ADK(金融分野における裁判外紛争解決制度)を利用し、苦情及び紛争状況について情報交換、業界共通の課題が認められた場合、その対処方法を協議していきます。

 

苦情対応

・協会ホームページ経由及び電話により会員に対する苦情を受け付ける

・受け付けた情報は速やかに対象の会員に展開し、状況説明及び対処を求める

・解決まで会員の対処状況をフォローし、遅延が認められる場合には重ねて対応を促す

 

現状では、電話対応があるのはビットポイントのみです。僕はこの電話対応はかなり重要だと思っています。なぜなら緊急時やネットが苦手な人には非常に助かるからです。

YahooJapanの第23回定時株主総会では未だにコールセンターが無い事で顧客をないがしろにしていることが株価を下げ続けている要因の1つではないのか?と言われていました。

 

 

勧誘・情報開示

勧誘規制

・アフィリエイトやSNS等

アフィリエイトやTwitter、Facebook、Youtube、LINEなどのSNSを使った勧誘行為の規制ということです。

 

取引所等のアフィリエイトは禁止、もしくは報酬額が大幅に削減されるでしょう。現状では、単価が高いために必要以上に煽り気味な傾向が見られます。

 

また、悪質な勧誘はSNS側から削除されそうです。

既にTwitterやLINEでは酷い煽りや、悪質な勧誘行為を行っていたアカウントに対して凍結や削除が行われています。

 

情報開示

・仮想通貨売買などの取引態様

・取引形式

・取引手数料

・仮想通貨が流出した場合の賠償方針

・業務報告書

・年次報告

・利用者の禁止事項の明示

・リスク開示

など

情報開示を資金決済法に基づく説明事項に加え、金商法を参考に開示事項を追加規定します。

 

 

取引業務関連規制

証拠金

レバレッジは4倍、もしくは事業者自身が決定する水準の選択利用(1年限りの暫定措置)となります。

 

つまり、1年でどの交換業もレバレッジは4倍までにするようです。

現在の国内最大のレバレッジは25倍です。

 

リスク管理ができておらず、損失を出して大きな借金を背負ってしまった人が増大したことにより規制の方向となりました。

 

ロスカット

ロスカット取引の導入を規定します。

未収金(証拠金を上回る損失)が発生した場合には、協会に報告するとの事。

 

不正報告

インサイダー取引、相場操縦等の不正取引があった場合には協会に報告義務。

 

 

財務管理

検討段階ということで省略。詳細は「こちら

 

 

経営倫理・処分関連規則

・会員における倫理コードの保有及び遵守に関する規則

・従業員等の服務に関する規則 ・ガイドライン

・会員に対する処分等に係る手続に関する規則・考え方

・不服審査会規則

・会員調査に関する規則

 

上記の5規則・ガイドラインを策定(方針を立て物事の処置を定めること)。

 

 

ICO

検討段階ですので省略。
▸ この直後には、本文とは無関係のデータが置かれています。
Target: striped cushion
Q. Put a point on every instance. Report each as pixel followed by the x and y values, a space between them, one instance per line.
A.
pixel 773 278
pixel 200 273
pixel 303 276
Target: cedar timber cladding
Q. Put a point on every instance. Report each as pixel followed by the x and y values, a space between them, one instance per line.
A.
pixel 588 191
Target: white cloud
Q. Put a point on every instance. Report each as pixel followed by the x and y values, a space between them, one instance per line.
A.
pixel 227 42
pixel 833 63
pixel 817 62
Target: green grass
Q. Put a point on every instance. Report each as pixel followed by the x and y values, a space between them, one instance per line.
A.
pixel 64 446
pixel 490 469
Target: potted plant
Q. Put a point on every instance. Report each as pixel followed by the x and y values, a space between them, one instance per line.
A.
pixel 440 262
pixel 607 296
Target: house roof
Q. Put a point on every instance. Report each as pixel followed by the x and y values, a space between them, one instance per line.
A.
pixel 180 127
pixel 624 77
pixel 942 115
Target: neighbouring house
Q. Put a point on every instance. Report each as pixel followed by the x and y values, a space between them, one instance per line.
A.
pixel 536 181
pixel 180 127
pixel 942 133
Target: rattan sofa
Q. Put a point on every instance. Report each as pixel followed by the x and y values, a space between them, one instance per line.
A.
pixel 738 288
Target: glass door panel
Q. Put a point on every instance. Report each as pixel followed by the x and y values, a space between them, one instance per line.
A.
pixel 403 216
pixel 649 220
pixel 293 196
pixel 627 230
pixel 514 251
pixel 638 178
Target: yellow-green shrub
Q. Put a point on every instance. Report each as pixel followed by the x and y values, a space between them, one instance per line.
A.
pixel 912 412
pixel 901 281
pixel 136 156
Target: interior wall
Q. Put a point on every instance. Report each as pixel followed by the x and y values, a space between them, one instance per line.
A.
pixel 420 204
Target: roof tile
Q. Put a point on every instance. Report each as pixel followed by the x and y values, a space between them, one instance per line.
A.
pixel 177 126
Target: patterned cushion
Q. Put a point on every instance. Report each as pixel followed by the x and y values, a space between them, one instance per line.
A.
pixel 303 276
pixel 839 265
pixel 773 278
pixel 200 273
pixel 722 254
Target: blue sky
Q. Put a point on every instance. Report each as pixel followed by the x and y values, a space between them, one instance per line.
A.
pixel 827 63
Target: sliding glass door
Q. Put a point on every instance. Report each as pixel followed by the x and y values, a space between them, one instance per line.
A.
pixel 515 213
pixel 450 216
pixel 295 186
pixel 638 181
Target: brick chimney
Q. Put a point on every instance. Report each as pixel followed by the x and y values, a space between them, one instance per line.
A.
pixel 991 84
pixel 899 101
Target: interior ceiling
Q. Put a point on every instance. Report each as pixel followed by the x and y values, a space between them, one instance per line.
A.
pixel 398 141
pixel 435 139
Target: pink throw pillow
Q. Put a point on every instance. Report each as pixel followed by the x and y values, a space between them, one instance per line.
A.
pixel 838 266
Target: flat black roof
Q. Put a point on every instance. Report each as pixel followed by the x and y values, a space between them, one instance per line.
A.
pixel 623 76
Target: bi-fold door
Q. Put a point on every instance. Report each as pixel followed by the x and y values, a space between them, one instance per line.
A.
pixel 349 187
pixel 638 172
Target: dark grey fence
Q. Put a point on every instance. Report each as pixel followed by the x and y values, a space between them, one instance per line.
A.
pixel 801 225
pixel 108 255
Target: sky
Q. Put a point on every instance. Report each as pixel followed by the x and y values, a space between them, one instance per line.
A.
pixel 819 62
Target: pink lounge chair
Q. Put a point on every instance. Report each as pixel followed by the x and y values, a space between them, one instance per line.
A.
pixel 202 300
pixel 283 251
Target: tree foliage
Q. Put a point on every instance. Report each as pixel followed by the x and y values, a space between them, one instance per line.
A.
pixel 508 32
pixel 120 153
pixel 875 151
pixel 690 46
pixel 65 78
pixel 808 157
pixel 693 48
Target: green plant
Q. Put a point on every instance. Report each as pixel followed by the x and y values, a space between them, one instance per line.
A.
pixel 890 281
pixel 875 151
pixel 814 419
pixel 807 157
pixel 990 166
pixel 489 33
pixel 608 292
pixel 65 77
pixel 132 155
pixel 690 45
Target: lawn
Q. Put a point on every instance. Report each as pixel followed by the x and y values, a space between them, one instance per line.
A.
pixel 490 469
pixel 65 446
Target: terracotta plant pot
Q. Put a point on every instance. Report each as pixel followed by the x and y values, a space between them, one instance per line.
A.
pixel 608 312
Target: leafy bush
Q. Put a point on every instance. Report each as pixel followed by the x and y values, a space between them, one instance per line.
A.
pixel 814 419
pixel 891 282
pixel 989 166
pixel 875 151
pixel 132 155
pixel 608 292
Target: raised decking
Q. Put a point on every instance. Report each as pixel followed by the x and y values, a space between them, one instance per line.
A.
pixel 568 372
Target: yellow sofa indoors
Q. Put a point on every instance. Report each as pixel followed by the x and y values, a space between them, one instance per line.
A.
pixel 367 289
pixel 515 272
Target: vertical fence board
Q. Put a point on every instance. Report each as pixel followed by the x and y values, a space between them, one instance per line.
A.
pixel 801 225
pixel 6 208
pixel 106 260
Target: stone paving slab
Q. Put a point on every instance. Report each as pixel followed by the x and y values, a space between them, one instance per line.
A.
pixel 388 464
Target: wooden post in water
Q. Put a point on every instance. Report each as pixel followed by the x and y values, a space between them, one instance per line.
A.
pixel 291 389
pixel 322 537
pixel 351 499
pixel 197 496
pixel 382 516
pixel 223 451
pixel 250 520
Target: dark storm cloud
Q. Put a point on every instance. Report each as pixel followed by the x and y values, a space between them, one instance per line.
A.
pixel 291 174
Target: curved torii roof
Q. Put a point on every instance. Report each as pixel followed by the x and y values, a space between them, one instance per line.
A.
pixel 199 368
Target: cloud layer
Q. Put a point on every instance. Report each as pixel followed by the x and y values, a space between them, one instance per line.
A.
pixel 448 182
ICOに関する自主規制を検討しており、今後、日本でICOを行うのは厳しいチェック項目を満たす必要がありそうです。

詳細は「こちら

 

 

最後に

原則として、協会の認定取得に向けて調整を行いながら早期に施行予定とのことです。

 

8月の金融庁のモニタリング中間とりまとめでは現在の仮想通貨交換業者のずさんな管理体制が明らかになりました。

 

交換業を続ける、始めるためには非常に厳しくなっているという印象です。

 

これから参入する交換業者は人員の増加など資金がかかることになりますので、もう日本ではコインチェックのようなベンチャー企業がいきなり大企業並みの利益を挙げられることはなくなるんだろうな、と残念に思う一方で、顧客にとってはチェックが厳しくなることで安心できるために良い方向に向かっている。とも感じています。